There's also considerable FUD[0] involved in the decision process. Sure, you don't see your ads paying off directly, but there must be that legendary brand awareness building up in the background. What if you decide to pull the plug on ads, and in a year your company's sales drop by 20%? Do you want to risk your entire career over a choice of saving your employer's money that isn't your own money anyway?
Also a huge chunk of advertisers are clueless people that decided to try ads for the first time. They don't know what to expect in terms of payoff, they don't know to make specific problem-oriented ads (and whether their case is even a problem-oriented case). So they spend some ad dollars and move on. But due to the scale of the market, it still adds up to a healthy profit for the platform.
[0] https://en.wikipedia.org/wiki/Fear,_uncertainty,_and_doubt
It is difficult to get Mark Zuckerberg to understand something is wrong if it is making him the right amount of money.
“It is difficult to get a man to understand something, when his salary depends on his not understanding it,” as Upton Sinclair put it.
that's what I was riffing off of.
I'm speculating here but Facebook strikes me as being different than most companies: given an equally viable choice between an ethical and an unethical solution to a problem, Facebook seems to prefer to choose the latter. I think it makes the execs feel ruthless and clever.
I'm not gonna sit here and defend the Zuck, but your statement is true of many, maybe even most, people.
Once enough money has entered the picture, people become very flexible.
I did say it mainly because I found the image funny, but I agree, I doubt I would be significantly more moral, but I do find it funny.
I remember not too long ago Uber cancelling previous arrangements with Facebook advertising over a similar fraud.
You remember incorrectly.
https://which-50.com/how-uber-learned-it-had-a-huge-ad-fraud...
Ah yes. Thanks for the memory. So they effectively cut their ad spend on Facebook by 2/3rds (an experiment) and saw virtually no difference between the two budgets. An obvious indication of reporting fraud.
Facebook did something shady? I know most of the stuff coming out these days is in the past, but I really hope they are turning the corner and starting to act like they poses a spine and want anything but more dollars. Otherwise I see a dark future and a lot of litigation in their future.
Well, there's something going on in Australia currently.
I don't think they turned a page yet.
At this point, it's hard to make a case for why Facebook is NOT a criminal enterprise.
Facebook ads are scam. FB Ads don't reach anyone.
Class action lawsuit coming in 3,2..
I'm sure the free market will punish Facebook, so we don't need to worry about this.

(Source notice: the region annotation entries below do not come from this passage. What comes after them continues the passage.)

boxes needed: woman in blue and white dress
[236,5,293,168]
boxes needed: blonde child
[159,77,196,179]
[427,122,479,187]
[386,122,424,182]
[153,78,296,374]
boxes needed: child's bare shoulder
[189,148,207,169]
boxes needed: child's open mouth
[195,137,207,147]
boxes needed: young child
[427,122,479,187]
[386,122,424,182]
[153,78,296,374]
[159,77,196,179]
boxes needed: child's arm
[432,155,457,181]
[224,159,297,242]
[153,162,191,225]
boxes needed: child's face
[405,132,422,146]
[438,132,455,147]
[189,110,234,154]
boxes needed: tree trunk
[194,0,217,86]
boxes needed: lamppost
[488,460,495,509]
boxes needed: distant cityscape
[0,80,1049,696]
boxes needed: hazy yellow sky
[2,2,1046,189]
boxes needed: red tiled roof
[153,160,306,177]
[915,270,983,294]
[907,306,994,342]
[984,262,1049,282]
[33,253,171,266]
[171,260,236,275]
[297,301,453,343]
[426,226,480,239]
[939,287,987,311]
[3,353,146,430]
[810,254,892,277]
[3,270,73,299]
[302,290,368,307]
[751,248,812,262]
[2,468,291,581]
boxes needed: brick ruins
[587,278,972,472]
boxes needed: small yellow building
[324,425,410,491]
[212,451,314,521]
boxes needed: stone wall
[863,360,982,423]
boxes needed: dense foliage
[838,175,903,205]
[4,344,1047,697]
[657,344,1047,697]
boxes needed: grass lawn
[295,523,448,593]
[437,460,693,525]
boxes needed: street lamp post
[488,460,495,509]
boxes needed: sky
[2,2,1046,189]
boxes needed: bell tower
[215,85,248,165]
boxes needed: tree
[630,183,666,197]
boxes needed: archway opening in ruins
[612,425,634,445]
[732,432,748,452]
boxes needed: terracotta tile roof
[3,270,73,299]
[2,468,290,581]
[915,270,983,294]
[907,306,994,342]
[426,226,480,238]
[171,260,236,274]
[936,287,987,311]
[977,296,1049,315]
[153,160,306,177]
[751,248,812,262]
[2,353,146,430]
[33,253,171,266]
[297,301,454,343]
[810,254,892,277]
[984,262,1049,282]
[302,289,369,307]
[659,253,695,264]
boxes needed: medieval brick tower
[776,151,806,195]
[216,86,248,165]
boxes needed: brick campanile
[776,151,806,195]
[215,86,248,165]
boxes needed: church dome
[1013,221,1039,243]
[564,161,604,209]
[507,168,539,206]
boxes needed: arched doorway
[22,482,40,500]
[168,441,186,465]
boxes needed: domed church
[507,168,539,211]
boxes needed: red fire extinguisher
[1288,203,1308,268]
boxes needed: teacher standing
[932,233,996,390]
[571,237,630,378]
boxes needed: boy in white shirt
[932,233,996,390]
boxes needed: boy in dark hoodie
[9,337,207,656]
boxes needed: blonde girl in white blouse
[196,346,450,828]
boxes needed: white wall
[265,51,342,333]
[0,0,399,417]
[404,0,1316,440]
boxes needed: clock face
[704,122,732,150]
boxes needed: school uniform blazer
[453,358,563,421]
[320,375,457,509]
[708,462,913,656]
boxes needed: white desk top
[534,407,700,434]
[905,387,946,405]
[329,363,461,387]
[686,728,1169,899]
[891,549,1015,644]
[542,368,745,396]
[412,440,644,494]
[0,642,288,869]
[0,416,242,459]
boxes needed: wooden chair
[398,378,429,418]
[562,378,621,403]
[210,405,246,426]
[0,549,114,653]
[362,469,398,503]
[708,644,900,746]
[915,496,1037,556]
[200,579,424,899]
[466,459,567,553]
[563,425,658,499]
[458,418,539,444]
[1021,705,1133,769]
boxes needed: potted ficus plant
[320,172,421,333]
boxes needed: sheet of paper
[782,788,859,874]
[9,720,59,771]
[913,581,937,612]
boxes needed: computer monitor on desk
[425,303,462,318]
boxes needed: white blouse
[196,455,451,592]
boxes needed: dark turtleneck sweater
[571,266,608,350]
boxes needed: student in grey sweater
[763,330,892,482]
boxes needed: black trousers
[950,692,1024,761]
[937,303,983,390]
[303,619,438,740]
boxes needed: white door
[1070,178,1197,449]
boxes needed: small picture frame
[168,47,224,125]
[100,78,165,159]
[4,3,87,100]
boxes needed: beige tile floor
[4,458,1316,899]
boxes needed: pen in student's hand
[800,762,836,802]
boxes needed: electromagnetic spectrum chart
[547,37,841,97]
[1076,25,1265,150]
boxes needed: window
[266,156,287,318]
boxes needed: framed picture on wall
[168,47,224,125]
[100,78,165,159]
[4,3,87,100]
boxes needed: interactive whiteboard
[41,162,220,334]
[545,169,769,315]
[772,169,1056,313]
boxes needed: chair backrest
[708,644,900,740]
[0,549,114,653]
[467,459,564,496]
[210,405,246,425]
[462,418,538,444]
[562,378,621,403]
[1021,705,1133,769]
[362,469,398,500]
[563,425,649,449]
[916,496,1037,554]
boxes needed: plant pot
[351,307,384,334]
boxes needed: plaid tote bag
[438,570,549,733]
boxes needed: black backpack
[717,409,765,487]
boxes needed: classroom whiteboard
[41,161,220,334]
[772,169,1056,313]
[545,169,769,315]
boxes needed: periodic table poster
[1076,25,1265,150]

Facebook is not an advertising company. They're a parasitic revenue laundering company. They feed off the cashflow of soon-to-be-bankrupt startups as part of giant global VC-fueled pyramid money laundering scheme. Founders get paid to take huge loans on their startup's books and run their startups straight into the ground while laundering all their capital to beef up Facebook's revenue for the benefit of big VCs and their crony capitalist friends who own Facebook shares. The shell company's employees and regular tax payers (who lose value via monetary inflation caused by these dubious bank loans) take the fall while all the key participants of the scheme get off scot free.
Rince and repeat; real definition of 'serial entrepreneur'.
One day, books will be written about the predatory and degrading tactics used by Silicon Valley companies of all types. It is ironic that in an area of the country that prides itself on its own "progressiveness", people are more than happy to grind employees of speculative startup companies into the ground in a effort to raze the competition with free products, while living off endless VC investments.
Google, as it exists now, is the natural outcome of this process.
This process actually does deserve a well-researched book.